Dans le déploiement de ses écritures « urbaines », depuis Rocade et surtout Fenêtres sur le monde, Raymond Bozier s’est attelé à un concept d’apparence très simple : la notion de mur. Plusieurs textes déjà publiés, dont Murs sur publie.net. L’appropriation d’espaces formellement ou narrativement neufs de la ville, dont La Défense. Ici, la surprise c’est que l’entreprise même du récit, avec le mot Carrefour comme centre symbolique, projette brutalement vers le narrateur cheminant et les rouages du fantastique, qu’on est plus habitué à trouver chez Calvino ou Buzzati. Et c’est peut-être le plus dérangeant de ce texte...

 

Il mit du temps à comprendre ce que représentait cette ligne droite qui s’étirait à l’horizon et vers laquelle il marchait avec de plus en plus de difficultés. Rien ni personne d’autre que lui-même ne l’avait obligé à se diriger vers cette apparition. Il était allé vers elle uniquement parce qu’elle rompait avec la fatigante monotonie du paysage et lui offrait enfin un but à atteindre. Si un arbre, un rocher ou un édifice quelconque lui étaient apparus, il serait allé vers eux de la même manière.

Cela faisait maintenant plusieurs jours qu’il avait quitté la ville et qu’il errait dans le désert, sans savoir si ce qu’il arpentait avait une fin ou constituait un signe avant-coureur de sa propre perte. Mais l’incertitude du lendemain, la sécheresse des lieux, la faim, le vent, la soif, l’énorme soif de vivre qui l’animait en dépit de la situation délicate dans laquelle il se trouvait, l’ardeur du soleil, l’éloignement de la foule, l’inconfort, les nuits froides, ne lui faisaient nullement regretter d’avoir sauté par la fenêtre de son logement et réalisé un vieux rêve : marcher en terrain découvert, vider sa tête de toutes les pourritures, aller droit devant soi à la façon d’un scarabée, avec calme et détermination, sans être préoccupé par la crainte de l’égarement, sans se retourner ni penser à autre chose que la poussée rectiligne de son corps et son éloignement progressif d’un monde détestable et proche de l’effondrement.

Désormais, il ne vivait plus que pour le mouvement de ses jambes, les battements de ses bras, le sable qui crissait sous ses pas, l’ombre qui s’allongeait devant lui à certaines heures du jour, ou se repliait, la vie qui bruissait dans son crâne et sourdait de sa peau. Mais le besoin d’immensité qui l’habitait et le poussait à avancer malgré les risques encourus, ne lui faisait pas pour autant oublier le danger qu’il y avait à vivre séparément des autres, ni sa fragilité d’être humain et le fait qu’il se pouvait très bien qu’il n’y ait aucune issue positive à son errance. Déserter ne signifiait pas pour lui quitter un lieu où l’on devrait rester, mais plutôt dépasser le néant, la solitude, le vide, le plein désert d’un monde débordé et sans perspective.
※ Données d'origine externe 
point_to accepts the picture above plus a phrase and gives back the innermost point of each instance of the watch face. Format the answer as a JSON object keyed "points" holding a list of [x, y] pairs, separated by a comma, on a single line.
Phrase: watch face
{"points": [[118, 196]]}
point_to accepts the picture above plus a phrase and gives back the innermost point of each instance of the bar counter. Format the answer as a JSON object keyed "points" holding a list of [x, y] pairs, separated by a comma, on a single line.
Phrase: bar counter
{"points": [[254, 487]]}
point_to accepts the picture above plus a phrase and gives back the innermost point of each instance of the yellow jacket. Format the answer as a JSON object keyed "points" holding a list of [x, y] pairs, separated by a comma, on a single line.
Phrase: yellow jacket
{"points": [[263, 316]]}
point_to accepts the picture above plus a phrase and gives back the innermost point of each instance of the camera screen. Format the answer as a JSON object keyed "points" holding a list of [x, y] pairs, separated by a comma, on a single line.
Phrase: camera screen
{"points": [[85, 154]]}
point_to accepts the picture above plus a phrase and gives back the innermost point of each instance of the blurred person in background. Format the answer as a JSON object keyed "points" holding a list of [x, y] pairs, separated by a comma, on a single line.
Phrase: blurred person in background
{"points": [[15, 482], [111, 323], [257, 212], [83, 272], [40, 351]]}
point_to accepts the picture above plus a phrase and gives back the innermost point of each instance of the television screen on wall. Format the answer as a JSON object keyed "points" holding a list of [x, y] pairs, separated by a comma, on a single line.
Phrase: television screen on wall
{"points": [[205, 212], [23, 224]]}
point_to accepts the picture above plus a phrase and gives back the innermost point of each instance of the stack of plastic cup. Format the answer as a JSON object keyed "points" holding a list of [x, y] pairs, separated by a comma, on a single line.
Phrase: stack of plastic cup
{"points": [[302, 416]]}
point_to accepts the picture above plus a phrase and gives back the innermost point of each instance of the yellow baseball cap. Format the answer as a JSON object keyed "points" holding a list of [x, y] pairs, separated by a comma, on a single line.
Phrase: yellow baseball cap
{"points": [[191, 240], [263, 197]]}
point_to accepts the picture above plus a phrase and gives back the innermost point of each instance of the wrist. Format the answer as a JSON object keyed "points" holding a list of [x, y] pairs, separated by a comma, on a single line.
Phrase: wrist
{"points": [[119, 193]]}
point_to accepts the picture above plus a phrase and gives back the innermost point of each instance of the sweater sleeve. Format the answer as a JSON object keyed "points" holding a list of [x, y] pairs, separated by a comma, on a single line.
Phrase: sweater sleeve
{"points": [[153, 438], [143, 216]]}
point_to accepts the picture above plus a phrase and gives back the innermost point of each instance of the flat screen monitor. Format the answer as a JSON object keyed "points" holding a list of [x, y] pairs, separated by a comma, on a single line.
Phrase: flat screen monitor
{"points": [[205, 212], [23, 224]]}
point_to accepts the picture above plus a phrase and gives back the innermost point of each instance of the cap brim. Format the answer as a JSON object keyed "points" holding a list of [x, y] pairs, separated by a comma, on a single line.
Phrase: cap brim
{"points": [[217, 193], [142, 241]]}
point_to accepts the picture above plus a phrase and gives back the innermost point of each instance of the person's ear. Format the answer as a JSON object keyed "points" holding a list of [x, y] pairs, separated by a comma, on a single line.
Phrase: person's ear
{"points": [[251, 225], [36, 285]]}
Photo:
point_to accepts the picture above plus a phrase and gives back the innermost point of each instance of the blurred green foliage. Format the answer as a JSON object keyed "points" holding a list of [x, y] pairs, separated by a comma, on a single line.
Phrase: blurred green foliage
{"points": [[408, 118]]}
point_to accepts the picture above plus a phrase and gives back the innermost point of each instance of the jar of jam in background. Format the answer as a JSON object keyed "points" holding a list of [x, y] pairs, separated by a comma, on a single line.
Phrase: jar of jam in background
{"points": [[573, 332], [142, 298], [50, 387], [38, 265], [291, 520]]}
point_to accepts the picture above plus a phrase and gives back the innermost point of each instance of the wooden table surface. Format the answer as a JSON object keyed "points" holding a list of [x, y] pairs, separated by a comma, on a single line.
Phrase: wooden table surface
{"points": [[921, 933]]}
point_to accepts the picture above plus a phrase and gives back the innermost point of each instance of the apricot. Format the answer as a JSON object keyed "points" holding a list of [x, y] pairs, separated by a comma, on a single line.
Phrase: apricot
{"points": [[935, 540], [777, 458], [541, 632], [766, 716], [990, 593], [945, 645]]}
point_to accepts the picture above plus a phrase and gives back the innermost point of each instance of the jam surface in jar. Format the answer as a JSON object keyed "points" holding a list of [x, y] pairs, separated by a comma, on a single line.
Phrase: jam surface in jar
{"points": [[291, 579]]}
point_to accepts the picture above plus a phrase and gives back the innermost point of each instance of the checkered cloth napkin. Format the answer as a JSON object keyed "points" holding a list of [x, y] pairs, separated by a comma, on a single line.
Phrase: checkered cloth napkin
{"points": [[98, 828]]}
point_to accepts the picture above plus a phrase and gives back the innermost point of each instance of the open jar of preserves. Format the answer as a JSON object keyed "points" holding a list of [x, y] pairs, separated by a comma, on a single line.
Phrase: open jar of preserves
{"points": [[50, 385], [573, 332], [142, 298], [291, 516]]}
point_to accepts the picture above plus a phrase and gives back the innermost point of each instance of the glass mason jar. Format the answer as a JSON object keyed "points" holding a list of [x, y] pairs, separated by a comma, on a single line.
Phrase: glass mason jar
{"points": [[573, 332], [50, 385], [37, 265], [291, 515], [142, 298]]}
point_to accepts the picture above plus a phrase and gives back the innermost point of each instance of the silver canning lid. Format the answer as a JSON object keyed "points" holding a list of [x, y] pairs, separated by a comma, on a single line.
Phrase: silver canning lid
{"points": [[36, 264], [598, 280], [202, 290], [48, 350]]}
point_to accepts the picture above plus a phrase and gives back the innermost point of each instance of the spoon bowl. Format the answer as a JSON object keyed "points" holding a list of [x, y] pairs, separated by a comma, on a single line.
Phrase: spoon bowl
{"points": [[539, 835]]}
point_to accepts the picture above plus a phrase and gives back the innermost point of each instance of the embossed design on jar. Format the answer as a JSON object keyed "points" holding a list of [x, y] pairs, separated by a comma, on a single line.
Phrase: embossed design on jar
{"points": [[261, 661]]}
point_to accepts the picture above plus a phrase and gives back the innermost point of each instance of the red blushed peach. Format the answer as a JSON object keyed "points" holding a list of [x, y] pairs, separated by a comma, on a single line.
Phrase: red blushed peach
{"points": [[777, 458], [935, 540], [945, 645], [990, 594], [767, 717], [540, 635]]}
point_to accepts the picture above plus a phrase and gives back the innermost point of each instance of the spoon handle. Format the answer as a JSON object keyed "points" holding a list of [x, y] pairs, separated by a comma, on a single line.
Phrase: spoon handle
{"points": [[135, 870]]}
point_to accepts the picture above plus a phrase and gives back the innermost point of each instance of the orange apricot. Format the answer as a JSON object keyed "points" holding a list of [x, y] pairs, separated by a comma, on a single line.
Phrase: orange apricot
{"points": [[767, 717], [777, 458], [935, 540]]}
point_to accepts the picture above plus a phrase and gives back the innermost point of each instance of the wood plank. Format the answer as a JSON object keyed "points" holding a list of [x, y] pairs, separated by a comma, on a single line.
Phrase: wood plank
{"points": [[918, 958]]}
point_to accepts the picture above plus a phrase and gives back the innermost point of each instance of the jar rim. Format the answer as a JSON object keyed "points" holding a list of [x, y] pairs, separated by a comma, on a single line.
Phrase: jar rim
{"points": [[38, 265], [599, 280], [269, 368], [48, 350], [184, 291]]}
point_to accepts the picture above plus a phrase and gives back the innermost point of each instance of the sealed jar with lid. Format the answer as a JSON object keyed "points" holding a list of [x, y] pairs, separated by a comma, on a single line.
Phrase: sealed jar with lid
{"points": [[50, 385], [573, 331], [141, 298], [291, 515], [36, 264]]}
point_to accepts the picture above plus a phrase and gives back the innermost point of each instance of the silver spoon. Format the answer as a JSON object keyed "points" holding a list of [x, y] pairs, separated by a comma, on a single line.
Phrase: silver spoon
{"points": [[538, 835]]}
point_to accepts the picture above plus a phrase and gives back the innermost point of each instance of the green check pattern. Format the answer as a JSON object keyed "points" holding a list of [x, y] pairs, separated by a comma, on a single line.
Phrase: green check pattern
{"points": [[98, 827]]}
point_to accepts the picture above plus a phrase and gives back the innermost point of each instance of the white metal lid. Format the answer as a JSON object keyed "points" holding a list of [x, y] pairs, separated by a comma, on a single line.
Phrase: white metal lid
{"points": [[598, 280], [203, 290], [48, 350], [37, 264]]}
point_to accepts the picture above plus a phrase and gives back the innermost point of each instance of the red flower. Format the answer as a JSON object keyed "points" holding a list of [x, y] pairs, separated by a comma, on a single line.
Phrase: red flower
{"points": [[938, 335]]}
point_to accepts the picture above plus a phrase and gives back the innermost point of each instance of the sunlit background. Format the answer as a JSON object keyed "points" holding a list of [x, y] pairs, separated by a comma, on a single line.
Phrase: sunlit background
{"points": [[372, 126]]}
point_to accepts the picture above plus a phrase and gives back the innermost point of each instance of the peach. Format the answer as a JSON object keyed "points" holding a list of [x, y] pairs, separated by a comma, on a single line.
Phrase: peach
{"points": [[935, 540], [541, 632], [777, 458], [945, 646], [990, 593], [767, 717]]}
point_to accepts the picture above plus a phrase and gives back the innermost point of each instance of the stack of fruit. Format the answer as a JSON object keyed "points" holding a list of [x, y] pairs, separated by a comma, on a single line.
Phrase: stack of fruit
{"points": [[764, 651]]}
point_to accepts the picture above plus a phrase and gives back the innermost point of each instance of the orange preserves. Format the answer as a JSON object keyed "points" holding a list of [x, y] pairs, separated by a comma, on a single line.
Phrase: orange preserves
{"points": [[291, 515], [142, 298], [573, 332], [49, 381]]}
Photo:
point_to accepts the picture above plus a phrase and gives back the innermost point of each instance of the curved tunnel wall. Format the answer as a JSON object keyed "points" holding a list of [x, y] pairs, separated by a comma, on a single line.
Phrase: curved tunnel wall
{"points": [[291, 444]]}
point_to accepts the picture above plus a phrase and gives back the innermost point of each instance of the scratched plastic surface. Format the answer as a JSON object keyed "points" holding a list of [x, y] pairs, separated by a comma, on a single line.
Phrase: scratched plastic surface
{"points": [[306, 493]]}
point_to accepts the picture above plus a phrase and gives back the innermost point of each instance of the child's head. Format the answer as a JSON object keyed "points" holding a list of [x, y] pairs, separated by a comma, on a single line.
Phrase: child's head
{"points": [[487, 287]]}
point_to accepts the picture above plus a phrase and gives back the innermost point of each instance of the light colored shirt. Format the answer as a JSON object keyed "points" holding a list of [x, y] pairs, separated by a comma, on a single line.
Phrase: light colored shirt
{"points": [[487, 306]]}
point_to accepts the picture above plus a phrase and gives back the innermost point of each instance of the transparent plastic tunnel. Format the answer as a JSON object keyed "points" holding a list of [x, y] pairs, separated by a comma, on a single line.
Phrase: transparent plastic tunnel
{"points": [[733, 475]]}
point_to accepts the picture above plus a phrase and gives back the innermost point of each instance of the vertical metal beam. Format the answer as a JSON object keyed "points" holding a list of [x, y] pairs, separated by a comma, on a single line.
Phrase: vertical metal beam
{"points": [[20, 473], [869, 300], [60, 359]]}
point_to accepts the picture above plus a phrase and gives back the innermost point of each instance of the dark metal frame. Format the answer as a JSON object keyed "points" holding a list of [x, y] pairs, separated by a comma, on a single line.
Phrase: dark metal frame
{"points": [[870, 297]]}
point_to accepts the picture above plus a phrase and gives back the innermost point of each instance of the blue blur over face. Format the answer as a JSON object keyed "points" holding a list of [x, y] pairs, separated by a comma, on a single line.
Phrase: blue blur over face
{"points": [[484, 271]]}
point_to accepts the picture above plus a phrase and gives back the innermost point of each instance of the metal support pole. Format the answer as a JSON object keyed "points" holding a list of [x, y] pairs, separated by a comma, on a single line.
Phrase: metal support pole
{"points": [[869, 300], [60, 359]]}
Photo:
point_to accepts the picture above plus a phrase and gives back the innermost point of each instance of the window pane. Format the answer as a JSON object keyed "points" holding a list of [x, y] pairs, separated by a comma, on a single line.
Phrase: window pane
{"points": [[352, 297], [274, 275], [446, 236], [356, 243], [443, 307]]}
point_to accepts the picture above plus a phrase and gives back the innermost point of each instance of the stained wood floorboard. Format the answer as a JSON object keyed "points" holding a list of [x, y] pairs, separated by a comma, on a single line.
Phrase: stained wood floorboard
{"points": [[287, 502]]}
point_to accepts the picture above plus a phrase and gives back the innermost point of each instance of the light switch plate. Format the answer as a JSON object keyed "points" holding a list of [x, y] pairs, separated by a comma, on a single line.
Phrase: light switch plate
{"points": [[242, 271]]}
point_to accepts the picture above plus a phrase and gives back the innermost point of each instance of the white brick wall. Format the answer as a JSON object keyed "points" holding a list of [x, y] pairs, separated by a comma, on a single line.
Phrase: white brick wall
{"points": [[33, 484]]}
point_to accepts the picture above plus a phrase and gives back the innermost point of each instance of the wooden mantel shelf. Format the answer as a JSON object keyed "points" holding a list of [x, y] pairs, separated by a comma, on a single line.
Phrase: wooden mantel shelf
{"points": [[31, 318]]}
Afin de mieux affermir sa vision, il s’arrêta un instant et regarda fixement la ligne tout là-bas. Après quelques secondes d’intense observation, elle sembla s’effacer. Alors il ferma les yeux. Lorsqu’il les rouvrit, il l’aperçut de nouveau, longue, régulière, comme une barre posée sur l’horizon. Il secoua la tête de droite à gauche et grimaça. Même si les chemins du désert sont à nuls autres pareils, il se méfiait de plus en plus de ses facultés de perception. La fatigue, la soif et la faim le tenaillaient si fortement qu’il avait tendance à voir et à entendre des choses qui se révélaient fausses par la suite. Ainsi, plusieurs fois, il avait cru apercevoir des silhouettes marcher dans le lointain, il s’était dirigé vers elles, mais jamais il n’avait réussi à les atteindre ni à trouver trace de leur passage. À l’inverse, il lui était arrivé de suivre des pas puis subitement de les voir s’arrêter comme si celui ou celle qui les avait produits s’était volatilisé.

Après un temps de réflexion, il jugea qu’il ne pouvait pas, au prétexte d’avoir été déjà plusieurs fois victime de mirages, refuser l’éventualité d’avoir bel et bien à faire à quelque chose de réel. Il décida donc de reprendre sa route.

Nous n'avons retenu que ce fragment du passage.